Improvvisamente, la tela di questo quadro che aveva suscitato l'approvazione del capo dello Stato e persino l'autorevole compiacimento del Sommo Pontefice, è stata sfregiata. Il conflitto tra maggioranza e opposizione tocca ormai livelli così bassi che non erano stati toccati neppure all'epoca del governo Prodi, con il capo del governo che dà del fallito al capo dell'opposizione e questi che annuncia la mobilitazione della piazza contro il governo e la sua politica.
Non solo, ma quel che è più grave, lo scontro politico si trasforma in scontro tra organi istituzionali. Berlusconi parla di pubblici ministeri "sovversivi" che vogliono ribaltare l'esito del voto e i magistrati insorgono chiedendo udienza al presidente della Repubblica e affermando attraverso il loro organo di autogoverno, il Csm, (che, non dimentichiamolo, è presieduto dal capo dello Stato) che la norma "sospendi-processi", contenuta nel decreto legge sulla sicurezza è incompatibile con la nostra Carta costituzionale.
Lo scambio di accuse non si placa e si fa addirittura di ora in ora più aspro se, dopo che erano filtrate le indiscrezioni sul documento che verrà formalmente reso noto domani dal Csm, il suo vice presidente Nicola Mancino, rivolto al presidente del Consiglio, ha notato, con parole che pesano come pietre, che "mentre alle toghe non si può chiedere di non fare i processi, ai politici si può, invece, chiedere di saper scegliere natura, limiti, tempi ed efficacia delle leggi, non espedienti per eluderle".
Mentre i toni di questa mortificante diatriba si fanno più ruvidi, non ci sembra di udire dalle forze politiche dell'uno e dell'altro campo, voci che si levino a richiamare al buon senso che è, in questa circostanza, soprattutto senso di responsabilità, rispetto dello Stato, capacità di tutelarne le istituzioni ad ogni livello. Al contrario, vediamo politici levarsi come tifosi in uno stadio per scagliare anatemi e insulti contro la parte avversa.
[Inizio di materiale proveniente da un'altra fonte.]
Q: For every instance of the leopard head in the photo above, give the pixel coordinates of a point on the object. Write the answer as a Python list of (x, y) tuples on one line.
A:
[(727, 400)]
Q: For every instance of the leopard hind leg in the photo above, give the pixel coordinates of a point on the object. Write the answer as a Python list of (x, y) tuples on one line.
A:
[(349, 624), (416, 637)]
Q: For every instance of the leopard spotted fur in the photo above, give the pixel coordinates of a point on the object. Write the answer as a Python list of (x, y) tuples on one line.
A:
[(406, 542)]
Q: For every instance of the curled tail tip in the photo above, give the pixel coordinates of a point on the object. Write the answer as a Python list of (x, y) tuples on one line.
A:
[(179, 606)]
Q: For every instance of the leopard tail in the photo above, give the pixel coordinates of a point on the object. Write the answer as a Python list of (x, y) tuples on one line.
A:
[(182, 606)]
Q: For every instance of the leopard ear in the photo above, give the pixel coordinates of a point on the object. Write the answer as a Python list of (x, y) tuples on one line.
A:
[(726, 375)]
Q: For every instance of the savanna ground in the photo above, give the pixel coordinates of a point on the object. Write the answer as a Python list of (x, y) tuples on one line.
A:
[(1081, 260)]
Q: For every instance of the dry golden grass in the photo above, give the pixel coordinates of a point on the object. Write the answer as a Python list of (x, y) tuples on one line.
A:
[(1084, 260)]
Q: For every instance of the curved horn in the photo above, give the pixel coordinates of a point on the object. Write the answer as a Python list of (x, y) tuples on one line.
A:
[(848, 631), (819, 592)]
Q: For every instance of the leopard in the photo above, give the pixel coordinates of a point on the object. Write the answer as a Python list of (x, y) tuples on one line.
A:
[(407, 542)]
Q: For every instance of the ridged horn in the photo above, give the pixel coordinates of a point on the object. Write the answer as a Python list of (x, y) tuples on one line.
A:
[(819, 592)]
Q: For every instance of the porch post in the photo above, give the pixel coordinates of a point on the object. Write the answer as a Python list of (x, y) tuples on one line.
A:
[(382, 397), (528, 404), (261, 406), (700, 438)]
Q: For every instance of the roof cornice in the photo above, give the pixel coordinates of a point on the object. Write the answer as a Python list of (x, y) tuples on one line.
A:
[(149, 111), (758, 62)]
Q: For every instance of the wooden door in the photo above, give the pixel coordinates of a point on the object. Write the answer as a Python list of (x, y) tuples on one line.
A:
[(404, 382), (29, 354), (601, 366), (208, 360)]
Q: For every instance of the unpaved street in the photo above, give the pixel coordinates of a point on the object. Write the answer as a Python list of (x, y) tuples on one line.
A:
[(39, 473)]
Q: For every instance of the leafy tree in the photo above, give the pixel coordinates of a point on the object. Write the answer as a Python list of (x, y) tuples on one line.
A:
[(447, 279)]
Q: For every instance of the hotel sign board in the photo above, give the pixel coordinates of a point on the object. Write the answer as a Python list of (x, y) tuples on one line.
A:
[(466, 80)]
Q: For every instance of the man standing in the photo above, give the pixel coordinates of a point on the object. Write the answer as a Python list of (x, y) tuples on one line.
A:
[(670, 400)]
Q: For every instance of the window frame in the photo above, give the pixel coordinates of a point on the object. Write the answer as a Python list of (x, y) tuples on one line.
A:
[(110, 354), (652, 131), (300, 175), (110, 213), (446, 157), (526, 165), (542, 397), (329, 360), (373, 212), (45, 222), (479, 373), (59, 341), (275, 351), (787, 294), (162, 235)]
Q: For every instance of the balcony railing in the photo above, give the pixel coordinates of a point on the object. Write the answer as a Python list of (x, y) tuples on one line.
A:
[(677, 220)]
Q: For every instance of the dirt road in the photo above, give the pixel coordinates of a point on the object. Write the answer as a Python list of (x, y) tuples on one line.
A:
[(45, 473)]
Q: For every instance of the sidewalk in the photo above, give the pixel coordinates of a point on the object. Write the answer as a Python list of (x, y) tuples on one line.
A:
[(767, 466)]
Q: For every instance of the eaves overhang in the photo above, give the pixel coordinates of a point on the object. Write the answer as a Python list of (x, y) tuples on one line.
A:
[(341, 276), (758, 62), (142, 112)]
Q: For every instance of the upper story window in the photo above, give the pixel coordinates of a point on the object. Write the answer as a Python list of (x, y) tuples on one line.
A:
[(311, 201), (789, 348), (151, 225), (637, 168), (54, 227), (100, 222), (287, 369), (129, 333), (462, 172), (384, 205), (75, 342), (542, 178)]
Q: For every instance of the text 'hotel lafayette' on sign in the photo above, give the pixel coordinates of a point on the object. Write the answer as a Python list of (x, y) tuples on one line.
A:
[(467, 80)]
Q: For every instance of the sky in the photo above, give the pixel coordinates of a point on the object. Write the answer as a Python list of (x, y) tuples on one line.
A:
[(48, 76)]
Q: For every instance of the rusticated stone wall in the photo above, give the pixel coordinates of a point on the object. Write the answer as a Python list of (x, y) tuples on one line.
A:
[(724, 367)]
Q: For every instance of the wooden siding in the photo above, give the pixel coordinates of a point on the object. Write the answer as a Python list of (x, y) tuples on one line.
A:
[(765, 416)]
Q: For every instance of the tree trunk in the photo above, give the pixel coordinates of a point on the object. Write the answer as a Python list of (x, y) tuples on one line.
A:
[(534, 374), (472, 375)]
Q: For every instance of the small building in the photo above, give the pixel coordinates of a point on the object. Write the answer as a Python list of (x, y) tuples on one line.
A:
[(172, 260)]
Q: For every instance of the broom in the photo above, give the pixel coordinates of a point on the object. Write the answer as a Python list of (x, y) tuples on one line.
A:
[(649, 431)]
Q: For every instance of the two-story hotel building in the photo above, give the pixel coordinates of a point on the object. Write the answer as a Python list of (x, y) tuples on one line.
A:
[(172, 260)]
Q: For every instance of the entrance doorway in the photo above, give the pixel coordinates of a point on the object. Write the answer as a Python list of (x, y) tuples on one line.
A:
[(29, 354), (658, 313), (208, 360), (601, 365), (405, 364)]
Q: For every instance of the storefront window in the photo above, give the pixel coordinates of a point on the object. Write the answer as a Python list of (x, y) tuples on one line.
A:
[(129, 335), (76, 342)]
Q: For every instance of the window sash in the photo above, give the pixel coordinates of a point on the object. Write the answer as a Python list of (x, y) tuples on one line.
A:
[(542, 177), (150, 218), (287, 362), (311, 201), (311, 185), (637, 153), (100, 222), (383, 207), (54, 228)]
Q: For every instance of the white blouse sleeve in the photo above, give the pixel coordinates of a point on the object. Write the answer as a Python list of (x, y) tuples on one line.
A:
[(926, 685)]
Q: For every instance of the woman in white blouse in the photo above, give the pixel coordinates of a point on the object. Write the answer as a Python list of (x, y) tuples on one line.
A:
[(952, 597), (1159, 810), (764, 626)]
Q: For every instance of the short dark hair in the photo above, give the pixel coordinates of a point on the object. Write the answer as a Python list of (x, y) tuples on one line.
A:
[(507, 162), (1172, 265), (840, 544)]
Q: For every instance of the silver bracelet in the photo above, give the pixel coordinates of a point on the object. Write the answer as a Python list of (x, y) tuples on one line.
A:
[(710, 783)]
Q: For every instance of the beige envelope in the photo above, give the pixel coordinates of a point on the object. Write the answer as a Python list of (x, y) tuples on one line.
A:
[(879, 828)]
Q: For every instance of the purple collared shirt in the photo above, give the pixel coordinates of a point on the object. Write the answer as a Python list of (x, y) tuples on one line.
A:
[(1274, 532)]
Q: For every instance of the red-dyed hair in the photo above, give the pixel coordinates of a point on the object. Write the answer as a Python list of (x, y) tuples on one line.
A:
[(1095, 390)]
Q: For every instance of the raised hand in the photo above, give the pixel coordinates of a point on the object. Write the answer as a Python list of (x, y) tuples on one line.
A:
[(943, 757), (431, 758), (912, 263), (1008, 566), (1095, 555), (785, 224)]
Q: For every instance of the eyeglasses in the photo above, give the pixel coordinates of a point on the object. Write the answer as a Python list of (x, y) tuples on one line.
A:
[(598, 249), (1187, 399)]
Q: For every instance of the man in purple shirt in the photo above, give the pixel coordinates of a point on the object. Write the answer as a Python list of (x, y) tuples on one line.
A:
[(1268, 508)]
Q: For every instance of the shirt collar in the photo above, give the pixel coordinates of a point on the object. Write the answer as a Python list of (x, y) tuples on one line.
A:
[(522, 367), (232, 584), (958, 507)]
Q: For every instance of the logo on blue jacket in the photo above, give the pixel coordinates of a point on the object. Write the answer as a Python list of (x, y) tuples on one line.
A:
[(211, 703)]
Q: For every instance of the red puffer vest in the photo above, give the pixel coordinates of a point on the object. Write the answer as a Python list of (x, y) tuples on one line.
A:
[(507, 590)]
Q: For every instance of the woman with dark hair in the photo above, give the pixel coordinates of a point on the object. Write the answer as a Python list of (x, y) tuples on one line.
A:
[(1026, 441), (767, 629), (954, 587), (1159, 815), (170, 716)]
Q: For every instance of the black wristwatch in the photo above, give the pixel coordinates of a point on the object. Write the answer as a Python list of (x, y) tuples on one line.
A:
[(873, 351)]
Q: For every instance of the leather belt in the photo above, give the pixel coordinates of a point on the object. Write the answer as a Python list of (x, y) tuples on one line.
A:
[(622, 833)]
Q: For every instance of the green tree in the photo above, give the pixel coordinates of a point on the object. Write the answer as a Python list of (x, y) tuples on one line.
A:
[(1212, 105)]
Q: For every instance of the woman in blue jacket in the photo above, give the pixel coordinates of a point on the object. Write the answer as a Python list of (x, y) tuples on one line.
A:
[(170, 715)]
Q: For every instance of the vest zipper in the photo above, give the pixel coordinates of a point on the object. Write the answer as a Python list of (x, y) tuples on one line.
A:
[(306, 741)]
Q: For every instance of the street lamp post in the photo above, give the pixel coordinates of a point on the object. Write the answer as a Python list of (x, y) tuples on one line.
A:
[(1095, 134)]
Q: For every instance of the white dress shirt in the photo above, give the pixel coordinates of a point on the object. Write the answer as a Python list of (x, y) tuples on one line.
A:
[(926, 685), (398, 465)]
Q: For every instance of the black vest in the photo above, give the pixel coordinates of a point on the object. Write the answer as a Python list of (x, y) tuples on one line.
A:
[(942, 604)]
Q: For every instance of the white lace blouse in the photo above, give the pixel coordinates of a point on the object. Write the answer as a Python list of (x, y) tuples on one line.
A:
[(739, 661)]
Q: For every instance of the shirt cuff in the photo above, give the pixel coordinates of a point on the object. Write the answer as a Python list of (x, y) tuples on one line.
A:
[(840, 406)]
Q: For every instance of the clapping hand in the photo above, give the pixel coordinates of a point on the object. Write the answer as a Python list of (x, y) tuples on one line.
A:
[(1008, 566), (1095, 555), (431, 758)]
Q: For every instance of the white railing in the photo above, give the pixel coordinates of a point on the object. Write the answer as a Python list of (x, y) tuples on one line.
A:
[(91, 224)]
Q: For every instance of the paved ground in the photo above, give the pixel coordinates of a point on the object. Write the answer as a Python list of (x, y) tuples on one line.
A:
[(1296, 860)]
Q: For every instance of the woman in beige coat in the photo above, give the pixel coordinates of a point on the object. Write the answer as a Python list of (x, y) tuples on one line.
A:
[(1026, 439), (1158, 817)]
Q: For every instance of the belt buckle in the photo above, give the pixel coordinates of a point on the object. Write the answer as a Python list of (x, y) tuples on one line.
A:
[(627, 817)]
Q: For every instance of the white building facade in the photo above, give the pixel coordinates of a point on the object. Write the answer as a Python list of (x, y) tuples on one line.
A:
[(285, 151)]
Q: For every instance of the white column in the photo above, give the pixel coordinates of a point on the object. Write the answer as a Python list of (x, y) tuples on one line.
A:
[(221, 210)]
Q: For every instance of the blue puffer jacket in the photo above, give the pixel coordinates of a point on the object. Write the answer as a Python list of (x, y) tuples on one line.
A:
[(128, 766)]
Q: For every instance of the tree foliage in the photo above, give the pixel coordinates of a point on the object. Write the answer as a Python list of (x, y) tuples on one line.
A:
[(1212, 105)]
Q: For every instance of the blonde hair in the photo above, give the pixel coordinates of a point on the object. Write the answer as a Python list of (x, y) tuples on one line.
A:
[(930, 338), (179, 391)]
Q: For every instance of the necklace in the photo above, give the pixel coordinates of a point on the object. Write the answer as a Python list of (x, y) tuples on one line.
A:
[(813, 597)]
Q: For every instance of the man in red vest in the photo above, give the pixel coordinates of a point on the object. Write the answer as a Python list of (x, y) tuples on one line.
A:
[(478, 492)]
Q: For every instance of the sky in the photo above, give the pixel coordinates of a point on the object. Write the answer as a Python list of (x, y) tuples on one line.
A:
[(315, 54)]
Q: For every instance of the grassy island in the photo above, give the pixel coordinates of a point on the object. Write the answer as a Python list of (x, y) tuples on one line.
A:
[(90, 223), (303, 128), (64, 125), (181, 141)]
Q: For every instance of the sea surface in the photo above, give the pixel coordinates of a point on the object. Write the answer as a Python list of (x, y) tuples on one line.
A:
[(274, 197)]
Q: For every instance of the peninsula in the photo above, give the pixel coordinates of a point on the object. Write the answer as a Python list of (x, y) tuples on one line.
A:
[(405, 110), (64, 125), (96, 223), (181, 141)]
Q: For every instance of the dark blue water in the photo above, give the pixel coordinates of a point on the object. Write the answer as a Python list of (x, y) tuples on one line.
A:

È da anni che si discute, in Italia, della crisi dell'amministrazione giudiziaria, della incredibile lungaggine dei processi che rischia di vanificare ogni spirito di giustizia, della inadeguatezza degli uffici, dell'eccessivo numero di leggi che determinano frammentazione e confusione. Ed è da anni che ad ogni inaugurazione dell'anno giudiziario, secondo un rituale stanco e ripetitivo, si sente parlare di bancarotta della giustizia.
Di fronte a questo stato di cose sulla cui gravità c'è concordanza unanime, politici e operatori della giustizia avrebbero un solo dovere che hanno sinora pervicacemente disatteso: collaborare insieme per cercare di dar vita ad una seria riforma che valga a restituire alla giustizia italiana la dignità e l'efficienza perdute. Non lo fanno.
E vien da pensare che gli storici di domani, svincolati dalle appartenenze del presente, potranno accomunare in un'unica condanna entrambe le forze che oggi si contrappongono con tanto fazioso estremismo.